Further discussion centred on what indigenous people can do if they cannot make trips to conferences to Geneva, etc. This question was seconded by Ms. Ohorella and it again fell to
Mr. Swepston to respond Mr. Swepston said that in actual fact the last fifteen years had seen mobilisation and very effective recognition of indigenous people on the world stage and this would and should continue.
A question was addressed to Mr. Swepston from a member of a Kenyan ethnic minority about what it was possible to do if a country had not ratified a convention, as in the case of Kenya and ILO 169.

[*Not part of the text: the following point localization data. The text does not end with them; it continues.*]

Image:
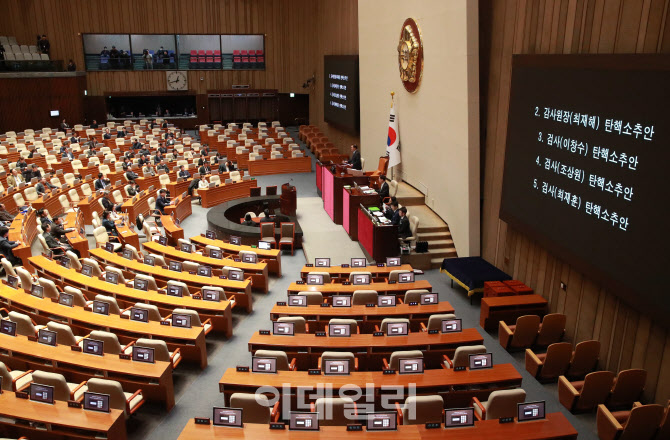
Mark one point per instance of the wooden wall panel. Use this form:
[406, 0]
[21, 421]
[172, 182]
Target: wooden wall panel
[628, 339]
[297, 35]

Mr. Swepston, echoing comments by Joshua Cooper earlier in the week, said that it was the responsibility of Kenyan’s themselves to apply pressure to the Kenyan government internally and only then for the international community to apply it externally.
Conclusions
Thus the third and final session of the day ended with a very sombre legal examination of land. The main unresolved issue of the day was over the ability of an oppressive state to ignore international law, but
Mr. Swepston’s faith in the ability of international pressure, alleviated that concern to some degree.
Having thus examined the nature of self-determination and the mechanisms available and their operation the working group could then move into the final day’s discussion concerning what civil societies could actually do.